Leasing 101 Principal Bill Bosco discusses the IASB’s apparent blindness to the European bank crisis and asks the ever-important question: Is it important that lease accounting reflects legal reality?
On January 9, 2015 Santander bank raised $8.88 billion by issuing stock and cut its dividend by 66% to address regulatory capital issues. The bank’s shares have fallen 29%, resulting in a loss of $33 billion in market value. Santander has $1.2 trillion in assets — its long term capital plan is to maintain 11% capital against assets.
Capital is very costly to banks who are struggling to achieve returns on equity that are attractive to investors. Back in the heyday, banks returned 15% to shareholders on capital ratios as low as 4% of total assets. Do the math and add heavy-handed bank regulations and you can see what banks are up against.
I pity the IFRS-land banks as the IASB lease project is chugging along with a 2018 likely implementation date. The IASB is stuck on the belief that an executory operating lease creates debt and an asset like any other asset. Bank regulators currently don’t count an operating lease as an asset needing capital.
The IASB also imputes interest on the so-called operating lease debt that front ends lease costs eating into reported capital.
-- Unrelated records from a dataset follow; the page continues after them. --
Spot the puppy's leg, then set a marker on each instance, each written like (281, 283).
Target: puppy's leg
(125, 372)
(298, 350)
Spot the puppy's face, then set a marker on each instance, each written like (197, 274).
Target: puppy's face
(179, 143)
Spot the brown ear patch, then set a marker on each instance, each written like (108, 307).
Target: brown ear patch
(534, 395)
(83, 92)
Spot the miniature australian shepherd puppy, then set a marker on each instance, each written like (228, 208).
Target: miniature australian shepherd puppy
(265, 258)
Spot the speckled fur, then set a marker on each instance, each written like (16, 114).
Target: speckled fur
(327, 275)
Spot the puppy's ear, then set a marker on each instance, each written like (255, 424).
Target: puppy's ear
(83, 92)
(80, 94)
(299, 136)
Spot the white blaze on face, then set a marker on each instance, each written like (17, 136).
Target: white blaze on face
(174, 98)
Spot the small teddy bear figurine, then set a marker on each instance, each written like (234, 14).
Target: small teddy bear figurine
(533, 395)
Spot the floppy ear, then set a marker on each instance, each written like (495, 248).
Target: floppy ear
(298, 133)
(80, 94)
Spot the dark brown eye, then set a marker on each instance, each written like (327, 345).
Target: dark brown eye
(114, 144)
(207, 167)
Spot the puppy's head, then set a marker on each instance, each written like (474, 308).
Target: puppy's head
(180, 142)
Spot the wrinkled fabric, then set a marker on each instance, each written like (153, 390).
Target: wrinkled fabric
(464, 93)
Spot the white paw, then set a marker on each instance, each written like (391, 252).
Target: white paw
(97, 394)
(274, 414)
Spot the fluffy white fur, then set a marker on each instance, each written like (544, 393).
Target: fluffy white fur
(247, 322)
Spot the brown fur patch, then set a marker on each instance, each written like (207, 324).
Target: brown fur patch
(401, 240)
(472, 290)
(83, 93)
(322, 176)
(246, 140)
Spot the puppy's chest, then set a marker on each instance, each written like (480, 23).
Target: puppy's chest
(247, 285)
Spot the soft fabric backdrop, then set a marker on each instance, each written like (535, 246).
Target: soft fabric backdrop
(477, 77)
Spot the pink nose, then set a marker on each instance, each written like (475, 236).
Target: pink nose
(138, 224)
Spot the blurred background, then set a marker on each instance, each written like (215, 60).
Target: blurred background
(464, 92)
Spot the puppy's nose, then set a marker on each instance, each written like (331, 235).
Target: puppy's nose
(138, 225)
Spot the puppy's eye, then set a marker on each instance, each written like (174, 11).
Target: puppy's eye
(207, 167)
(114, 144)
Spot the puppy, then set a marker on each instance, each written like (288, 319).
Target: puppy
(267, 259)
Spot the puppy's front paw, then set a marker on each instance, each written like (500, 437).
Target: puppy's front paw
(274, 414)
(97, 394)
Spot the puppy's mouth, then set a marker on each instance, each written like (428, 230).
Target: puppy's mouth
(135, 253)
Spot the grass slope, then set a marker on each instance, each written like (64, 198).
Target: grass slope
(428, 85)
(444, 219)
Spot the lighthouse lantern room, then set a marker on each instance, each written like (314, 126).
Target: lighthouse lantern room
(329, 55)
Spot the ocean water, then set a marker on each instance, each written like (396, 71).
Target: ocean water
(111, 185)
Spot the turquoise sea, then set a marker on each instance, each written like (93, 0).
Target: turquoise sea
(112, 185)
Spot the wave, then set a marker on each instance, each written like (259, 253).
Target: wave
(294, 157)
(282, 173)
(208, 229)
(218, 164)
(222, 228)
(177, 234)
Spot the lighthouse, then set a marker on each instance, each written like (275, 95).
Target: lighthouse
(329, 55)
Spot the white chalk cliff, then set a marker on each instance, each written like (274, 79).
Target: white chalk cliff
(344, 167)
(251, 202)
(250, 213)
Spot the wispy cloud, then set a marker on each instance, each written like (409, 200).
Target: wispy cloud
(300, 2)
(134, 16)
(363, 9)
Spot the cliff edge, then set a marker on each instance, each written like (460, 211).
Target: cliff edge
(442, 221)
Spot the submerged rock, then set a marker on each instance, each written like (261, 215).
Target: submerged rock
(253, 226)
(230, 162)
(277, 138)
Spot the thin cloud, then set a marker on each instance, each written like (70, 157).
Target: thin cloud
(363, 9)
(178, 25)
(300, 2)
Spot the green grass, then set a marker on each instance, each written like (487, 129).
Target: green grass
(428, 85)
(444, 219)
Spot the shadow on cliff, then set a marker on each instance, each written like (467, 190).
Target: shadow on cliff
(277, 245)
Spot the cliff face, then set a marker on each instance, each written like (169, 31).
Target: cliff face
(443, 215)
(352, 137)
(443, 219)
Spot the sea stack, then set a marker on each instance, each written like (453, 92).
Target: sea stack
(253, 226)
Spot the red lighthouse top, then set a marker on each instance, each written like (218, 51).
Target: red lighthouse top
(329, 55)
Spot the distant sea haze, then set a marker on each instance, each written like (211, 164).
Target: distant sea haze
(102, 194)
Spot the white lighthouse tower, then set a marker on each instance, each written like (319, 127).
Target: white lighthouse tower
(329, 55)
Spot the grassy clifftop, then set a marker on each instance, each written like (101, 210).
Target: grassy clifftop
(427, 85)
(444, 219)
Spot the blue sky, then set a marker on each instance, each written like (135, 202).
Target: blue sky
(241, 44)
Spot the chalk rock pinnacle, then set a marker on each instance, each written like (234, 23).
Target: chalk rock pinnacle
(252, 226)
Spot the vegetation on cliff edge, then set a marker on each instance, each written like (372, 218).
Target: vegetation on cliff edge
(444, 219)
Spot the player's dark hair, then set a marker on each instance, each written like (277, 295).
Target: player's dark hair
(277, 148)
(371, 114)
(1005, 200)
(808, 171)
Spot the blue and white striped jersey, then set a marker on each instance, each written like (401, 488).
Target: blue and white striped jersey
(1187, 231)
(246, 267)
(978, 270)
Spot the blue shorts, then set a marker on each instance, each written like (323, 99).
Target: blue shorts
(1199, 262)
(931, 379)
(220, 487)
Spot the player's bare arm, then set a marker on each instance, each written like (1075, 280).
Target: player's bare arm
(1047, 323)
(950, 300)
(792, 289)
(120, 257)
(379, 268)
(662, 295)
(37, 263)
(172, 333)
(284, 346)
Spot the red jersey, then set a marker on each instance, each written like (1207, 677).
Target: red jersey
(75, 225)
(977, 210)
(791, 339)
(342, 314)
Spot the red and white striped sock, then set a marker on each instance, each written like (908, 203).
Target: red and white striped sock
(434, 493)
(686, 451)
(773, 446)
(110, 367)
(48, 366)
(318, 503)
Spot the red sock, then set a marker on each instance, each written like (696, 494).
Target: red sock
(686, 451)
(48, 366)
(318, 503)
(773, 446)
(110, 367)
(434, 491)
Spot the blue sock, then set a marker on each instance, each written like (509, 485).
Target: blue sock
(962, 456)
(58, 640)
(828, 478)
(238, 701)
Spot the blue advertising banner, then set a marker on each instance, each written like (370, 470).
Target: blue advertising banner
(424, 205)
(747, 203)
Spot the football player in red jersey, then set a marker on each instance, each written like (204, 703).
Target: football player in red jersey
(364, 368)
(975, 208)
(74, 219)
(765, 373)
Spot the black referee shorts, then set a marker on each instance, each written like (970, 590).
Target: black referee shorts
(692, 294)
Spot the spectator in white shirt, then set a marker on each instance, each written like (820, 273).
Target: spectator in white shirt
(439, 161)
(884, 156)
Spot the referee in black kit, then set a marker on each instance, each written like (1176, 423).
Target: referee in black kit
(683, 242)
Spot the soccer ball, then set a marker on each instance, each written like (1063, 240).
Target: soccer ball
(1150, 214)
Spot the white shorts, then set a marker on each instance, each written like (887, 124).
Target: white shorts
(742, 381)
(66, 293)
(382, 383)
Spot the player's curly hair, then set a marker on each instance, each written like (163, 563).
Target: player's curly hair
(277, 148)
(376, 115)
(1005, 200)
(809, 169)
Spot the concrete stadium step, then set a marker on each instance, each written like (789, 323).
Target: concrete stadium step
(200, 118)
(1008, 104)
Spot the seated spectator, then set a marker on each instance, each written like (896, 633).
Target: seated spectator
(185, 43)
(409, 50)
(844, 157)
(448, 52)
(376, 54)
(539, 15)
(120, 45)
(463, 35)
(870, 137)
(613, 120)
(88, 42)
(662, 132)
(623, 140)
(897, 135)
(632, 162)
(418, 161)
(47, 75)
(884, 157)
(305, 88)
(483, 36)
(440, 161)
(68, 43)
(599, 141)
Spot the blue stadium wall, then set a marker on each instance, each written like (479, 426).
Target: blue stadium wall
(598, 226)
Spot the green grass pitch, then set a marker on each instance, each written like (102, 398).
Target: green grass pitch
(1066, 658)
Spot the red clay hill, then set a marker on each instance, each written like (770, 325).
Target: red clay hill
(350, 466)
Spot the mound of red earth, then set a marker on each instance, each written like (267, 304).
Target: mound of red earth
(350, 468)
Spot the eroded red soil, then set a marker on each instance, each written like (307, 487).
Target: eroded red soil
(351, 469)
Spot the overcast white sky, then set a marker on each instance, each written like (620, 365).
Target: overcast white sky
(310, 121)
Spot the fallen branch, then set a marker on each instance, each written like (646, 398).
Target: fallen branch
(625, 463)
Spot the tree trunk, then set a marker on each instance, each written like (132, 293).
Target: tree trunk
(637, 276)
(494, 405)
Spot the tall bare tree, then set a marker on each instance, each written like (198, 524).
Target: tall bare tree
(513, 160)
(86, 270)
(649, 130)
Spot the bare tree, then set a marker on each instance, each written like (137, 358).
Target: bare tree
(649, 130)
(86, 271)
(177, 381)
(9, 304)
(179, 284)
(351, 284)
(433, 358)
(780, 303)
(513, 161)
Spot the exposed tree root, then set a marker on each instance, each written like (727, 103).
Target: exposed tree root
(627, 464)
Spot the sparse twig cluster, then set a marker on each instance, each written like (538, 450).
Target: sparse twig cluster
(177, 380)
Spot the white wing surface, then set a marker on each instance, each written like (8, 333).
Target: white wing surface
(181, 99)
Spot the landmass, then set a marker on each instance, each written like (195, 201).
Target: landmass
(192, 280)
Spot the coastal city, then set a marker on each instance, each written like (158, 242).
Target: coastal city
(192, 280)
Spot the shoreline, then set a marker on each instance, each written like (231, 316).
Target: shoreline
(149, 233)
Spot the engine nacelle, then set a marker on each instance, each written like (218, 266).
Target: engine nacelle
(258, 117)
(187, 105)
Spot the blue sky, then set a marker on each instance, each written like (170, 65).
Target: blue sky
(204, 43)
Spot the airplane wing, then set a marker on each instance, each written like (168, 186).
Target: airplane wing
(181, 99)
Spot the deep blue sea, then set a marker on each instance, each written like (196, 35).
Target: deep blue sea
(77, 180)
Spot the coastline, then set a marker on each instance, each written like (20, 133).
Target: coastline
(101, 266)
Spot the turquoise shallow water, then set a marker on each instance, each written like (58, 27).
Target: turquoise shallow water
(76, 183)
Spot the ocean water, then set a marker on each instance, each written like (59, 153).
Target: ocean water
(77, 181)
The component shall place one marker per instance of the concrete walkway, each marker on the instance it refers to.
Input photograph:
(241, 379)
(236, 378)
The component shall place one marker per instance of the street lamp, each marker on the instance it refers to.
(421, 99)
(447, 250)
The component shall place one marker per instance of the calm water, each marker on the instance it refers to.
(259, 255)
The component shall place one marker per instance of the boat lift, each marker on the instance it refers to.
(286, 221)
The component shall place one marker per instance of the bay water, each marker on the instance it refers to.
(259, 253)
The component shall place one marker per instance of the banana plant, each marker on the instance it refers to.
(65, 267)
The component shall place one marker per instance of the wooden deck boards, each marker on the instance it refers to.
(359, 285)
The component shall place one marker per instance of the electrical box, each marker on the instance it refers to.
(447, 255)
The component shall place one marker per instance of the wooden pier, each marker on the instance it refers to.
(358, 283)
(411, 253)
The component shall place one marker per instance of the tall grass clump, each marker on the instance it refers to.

Add that up and it means that the “paper” assets and accelerated costs create a new capital need where nothing has changed but the opinion of the IASB. That new accounting theory is going to cause IFRS banks to raise capital. Accounting does matter. Fortunately for the U.S. banks, the FASB does treat the capitalized operating leases in the way bank regulators view them.
When implemented, the new lease rules will add an estimated $2.3 billion in operating lease assets to Santander’s balance sheet and will front end an estimated $24 million in lease costs in the year of implementation. That means there will be a new capital need of $275 million. The IASB must think that is not material, but they are not running a bank in these troubled times.
What you think — is it important that lease accounting reflects legal reality?